Maybe I am too old now to go clubbing. Maybe I just never had the right temperament. They just don't suit me. You know what I love about clubbing though? Hearing everyone elses stories when they come back in the early morning. Can't wait to have a creme with D tomorrow and find out what those girls got up to while I was curled up in bed...

" Don't tell a woman she's pretty; tell her that there's no other woman like her, and all roads will open to you"
Jules Renard

"The best colour in the whole world is the one that looks good on you!"
Coco Chanel

December 02, 2005

The Autistic boy

I have learnt so much since the start of term. Those regular readers know that I work with children who have difficulties with their learning. This year, in Paris, I work with a 14 year old Autistic boy.

He is severely Autistic, but also high functioning. It is likely that he will go on from school to University, and have a steady job. Watching him learn is astounding. He is not a genius savant, like Dustin Hoffmans character in Rainmain. He is hard-working and he is rigid. He has an understanding of the world around him through a set of rules that don't always follow the social rules of non-autists.

This week there were problems. Then I had meetings. Emails went backwards and forwards and I felt like I understood him a little better. I spend hours a week with this child and when I met his mother this week and she explained to me what he is like at home a light switched on in my head.

I like my job. I like the kids who have difficulties. Mostly, I just like talking to them. I like to play the role of the calm teacher, being the one that never gets mad at them. The one who gives a bit of help, a lesson a week where they can understand and not feel stupid. This week has made me think about home. The kids come and go through my hands. Support one year, gone to another school the next. But the parents. They have this extra thing to think about forever. It can be positive living and working with these kids. The parents don't go home at the end of the day and forget. They go home at the end of the day and cope.

"Don't be scared of anything at all
Everything we have is all we need"
Snow Patrol

"Come closer, that bonfire holds his life like stones
my years, my life unknown"
Jeff Buckley

December 01, 2005

The two faces of modern children

I had a horrible encounter at work yesterday. It really makes me sad thinking about it. I work with an Autistic child who is 14 years old. He is an amazing person, clever and creative. The other students don't understand what is different about him and the way that they react when there are teachers there and the way that they react in their social time is very different.

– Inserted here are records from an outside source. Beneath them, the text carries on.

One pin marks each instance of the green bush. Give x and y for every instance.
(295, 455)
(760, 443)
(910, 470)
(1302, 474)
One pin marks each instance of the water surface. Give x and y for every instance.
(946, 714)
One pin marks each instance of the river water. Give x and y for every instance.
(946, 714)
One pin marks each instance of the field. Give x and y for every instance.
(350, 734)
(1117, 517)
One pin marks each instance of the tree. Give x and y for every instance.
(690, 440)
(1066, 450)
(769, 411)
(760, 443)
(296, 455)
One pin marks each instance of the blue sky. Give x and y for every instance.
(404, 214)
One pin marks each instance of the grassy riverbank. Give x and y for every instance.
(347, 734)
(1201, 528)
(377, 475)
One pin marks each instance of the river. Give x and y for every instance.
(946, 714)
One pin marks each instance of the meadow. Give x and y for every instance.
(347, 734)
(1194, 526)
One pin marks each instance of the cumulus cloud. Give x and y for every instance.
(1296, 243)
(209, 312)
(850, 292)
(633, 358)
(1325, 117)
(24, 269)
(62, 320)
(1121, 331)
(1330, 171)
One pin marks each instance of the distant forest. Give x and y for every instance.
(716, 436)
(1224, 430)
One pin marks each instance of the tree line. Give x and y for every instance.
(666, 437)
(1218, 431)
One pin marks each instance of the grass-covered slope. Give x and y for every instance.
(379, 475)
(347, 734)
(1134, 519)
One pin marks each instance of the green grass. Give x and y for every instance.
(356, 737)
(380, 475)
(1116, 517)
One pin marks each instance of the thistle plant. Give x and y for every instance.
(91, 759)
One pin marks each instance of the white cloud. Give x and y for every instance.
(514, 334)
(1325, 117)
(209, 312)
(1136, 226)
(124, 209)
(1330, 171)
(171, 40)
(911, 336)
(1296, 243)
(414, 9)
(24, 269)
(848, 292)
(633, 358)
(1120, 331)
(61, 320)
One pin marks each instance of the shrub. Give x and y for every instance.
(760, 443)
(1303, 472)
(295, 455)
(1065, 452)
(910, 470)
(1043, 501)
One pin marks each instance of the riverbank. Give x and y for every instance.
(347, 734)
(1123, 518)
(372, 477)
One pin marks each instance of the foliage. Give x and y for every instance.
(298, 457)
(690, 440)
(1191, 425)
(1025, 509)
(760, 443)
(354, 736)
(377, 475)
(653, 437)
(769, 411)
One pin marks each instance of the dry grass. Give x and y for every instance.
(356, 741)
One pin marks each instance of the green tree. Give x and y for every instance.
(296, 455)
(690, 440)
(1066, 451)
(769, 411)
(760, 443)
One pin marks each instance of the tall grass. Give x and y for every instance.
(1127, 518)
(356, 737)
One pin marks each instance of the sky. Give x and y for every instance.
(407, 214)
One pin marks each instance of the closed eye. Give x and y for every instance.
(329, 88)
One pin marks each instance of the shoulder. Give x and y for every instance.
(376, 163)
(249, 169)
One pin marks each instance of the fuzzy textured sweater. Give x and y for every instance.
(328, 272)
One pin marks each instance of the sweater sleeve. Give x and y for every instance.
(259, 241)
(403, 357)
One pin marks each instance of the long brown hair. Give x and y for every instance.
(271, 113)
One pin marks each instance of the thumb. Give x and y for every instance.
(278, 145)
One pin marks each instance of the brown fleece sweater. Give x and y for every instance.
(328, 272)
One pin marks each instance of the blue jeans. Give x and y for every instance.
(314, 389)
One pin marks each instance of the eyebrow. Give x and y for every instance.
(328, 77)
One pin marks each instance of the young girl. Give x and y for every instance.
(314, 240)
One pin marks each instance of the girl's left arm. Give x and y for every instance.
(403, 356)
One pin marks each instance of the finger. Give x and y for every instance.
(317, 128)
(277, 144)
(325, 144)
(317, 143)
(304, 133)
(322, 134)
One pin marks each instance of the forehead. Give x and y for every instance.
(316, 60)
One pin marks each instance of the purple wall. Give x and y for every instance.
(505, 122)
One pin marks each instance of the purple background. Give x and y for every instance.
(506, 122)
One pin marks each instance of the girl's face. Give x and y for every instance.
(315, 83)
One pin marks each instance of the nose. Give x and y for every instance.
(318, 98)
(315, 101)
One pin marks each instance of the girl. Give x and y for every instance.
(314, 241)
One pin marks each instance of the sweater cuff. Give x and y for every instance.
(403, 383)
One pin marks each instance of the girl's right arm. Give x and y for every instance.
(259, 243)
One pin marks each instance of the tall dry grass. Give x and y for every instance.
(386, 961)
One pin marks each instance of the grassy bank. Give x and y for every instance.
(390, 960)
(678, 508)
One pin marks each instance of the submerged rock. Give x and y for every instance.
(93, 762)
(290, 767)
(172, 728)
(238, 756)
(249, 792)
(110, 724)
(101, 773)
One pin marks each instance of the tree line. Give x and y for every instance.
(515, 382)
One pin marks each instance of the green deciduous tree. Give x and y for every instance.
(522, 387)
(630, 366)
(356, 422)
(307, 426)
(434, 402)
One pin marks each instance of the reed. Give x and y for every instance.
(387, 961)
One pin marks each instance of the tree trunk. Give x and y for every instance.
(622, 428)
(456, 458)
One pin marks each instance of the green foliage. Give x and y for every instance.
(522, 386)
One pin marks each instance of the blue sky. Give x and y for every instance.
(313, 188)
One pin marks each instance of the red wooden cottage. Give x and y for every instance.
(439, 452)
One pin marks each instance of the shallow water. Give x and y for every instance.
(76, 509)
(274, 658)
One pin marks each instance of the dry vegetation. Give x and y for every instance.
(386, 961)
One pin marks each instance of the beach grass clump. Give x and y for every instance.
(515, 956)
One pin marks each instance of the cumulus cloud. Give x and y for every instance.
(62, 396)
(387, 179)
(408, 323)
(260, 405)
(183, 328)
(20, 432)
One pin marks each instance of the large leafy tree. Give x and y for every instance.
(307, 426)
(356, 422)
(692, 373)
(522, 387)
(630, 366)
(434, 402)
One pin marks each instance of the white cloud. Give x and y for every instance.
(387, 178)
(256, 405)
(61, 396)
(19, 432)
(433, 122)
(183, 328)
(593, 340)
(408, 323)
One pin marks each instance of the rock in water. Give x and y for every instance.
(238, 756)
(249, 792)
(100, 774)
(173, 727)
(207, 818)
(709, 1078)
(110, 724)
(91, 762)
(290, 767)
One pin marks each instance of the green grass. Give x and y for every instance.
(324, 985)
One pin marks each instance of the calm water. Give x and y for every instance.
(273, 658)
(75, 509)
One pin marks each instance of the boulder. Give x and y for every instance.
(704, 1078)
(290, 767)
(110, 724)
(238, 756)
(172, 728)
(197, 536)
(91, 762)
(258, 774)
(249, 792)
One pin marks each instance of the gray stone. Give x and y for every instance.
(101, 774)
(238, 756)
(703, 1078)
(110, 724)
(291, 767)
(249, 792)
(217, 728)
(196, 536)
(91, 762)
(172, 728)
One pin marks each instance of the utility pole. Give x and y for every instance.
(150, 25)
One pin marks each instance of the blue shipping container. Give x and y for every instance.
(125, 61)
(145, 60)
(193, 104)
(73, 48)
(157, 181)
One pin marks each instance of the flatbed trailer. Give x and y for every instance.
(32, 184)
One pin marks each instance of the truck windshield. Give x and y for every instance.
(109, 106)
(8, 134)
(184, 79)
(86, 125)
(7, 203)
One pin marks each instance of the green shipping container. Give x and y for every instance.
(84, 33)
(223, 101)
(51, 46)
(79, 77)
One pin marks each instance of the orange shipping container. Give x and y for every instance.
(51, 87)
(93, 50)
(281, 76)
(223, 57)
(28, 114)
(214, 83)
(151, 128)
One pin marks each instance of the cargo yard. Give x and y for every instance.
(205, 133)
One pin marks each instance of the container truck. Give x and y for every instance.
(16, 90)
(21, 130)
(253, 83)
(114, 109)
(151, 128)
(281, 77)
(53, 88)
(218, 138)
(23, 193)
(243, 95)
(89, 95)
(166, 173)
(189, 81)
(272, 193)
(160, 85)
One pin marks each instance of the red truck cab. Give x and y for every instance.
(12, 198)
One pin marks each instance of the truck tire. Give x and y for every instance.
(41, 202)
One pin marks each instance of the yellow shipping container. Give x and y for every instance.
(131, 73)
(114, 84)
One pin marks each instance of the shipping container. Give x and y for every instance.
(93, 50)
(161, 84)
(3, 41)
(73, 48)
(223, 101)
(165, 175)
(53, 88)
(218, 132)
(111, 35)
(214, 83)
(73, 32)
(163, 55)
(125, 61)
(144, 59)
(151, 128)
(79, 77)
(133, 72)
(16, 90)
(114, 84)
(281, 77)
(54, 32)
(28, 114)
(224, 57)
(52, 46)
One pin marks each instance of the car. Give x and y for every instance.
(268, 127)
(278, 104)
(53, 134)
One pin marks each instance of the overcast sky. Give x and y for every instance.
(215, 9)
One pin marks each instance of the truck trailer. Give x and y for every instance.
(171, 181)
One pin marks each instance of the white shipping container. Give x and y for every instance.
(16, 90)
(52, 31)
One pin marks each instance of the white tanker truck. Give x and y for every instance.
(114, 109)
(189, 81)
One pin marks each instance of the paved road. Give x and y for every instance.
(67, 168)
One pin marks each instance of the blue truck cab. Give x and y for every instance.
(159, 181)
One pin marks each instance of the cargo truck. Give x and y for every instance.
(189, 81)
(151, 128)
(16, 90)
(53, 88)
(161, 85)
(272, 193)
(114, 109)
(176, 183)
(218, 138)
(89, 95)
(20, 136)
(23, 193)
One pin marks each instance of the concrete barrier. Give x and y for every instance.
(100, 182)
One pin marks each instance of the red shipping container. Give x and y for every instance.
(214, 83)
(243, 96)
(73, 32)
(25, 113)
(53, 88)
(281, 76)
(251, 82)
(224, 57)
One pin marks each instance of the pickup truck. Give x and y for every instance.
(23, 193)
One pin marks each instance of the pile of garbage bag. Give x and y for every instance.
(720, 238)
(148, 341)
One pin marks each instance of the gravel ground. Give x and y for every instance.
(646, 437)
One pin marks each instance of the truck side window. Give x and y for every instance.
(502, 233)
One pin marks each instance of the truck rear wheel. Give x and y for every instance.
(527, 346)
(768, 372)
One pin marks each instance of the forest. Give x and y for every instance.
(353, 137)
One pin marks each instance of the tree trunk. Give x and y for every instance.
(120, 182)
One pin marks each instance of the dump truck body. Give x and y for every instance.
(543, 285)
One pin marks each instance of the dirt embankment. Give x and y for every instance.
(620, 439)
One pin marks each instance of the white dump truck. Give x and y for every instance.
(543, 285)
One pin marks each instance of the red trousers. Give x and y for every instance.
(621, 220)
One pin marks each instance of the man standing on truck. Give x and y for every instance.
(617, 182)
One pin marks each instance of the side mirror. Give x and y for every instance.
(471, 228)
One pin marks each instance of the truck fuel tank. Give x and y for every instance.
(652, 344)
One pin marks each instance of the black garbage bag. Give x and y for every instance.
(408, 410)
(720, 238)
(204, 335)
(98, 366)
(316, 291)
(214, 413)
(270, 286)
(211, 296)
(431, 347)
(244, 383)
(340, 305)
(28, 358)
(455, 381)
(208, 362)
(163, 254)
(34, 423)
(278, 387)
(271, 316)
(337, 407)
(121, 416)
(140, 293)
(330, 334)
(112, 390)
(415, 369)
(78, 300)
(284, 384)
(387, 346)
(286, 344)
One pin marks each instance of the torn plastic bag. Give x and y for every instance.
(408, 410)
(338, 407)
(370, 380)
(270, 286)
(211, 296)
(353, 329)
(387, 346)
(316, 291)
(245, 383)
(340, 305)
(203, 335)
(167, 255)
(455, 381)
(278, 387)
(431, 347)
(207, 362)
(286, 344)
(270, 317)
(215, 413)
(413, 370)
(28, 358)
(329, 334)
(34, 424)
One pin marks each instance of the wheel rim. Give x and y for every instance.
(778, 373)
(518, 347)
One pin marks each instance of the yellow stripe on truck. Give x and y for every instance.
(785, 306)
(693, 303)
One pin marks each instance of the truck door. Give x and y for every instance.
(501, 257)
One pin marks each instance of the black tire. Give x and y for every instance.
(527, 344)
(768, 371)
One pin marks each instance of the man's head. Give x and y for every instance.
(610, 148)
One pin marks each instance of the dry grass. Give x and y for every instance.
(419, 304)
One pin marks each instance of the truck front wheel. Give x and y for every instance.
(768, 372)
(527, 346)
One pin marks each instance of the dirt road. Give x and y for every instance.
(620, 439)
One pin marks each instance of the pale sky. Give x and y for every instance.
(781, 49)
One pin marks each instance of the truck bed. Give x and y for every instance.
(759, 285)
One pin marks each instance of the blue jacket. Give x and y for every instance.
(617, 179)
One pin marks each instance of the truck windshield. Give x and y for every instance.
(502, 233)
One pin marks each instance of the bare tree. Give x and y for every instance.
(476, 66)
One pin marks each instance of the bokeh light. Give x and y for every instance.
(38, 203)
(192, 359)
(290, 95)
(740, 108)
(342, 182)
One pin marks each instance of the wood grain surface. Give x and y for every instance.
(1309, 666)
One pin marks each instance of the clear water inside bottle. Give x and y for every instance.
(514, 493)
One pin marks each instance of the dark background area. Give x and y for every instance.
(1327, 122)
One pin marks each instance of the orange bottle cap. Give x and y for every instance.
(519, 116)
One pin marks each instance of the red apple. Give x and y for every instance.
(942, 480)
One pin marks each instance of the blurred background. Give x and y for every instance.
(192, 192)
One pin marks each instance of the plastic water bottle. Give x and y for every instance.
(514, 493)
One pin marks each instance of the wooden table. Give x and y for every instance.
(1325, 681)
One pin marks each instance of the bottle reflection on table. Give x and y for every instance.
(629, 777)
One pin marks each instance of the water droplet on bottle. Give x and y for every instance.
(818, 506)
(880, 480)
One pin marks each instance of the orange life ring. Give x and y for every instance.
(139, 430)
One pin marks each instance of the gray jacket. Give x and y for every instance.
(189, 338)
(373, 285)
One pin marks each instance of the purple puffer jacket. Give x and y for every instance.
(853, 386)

Yesterday, I saw them, but they didn't see me. I saw them teasing him and laughing at his reactions. Children are cruel, they are horrible to each other without realising how much damage they do. In some ways, I don't blame the other kids. Teasing and joking are their way of working out natural social order. I just wish that this process could take place with more compassion, just a little bit of understanding for the difference of others.

On the way home on the bus I was so blue and sad that this child had to feel anxious. Sat beside me were two teenage boys. Blinged up, long, baggy basketball tops. Expensive Ipods, skateboards under their arms. They were talking to each other in slang, swearing. When an old lady with a walking stick got on the bus, one of these boys did not hesitate to stand up and say very politely, 'Would you like to sit here Madame? It's really not a problem?'. She and I both smiled all the way home.

"Be kind, for everyone you meet is fighting a harder battle"
Plato

"Make it go away without a word
But promise me you'll stay and fix these things I've hurt."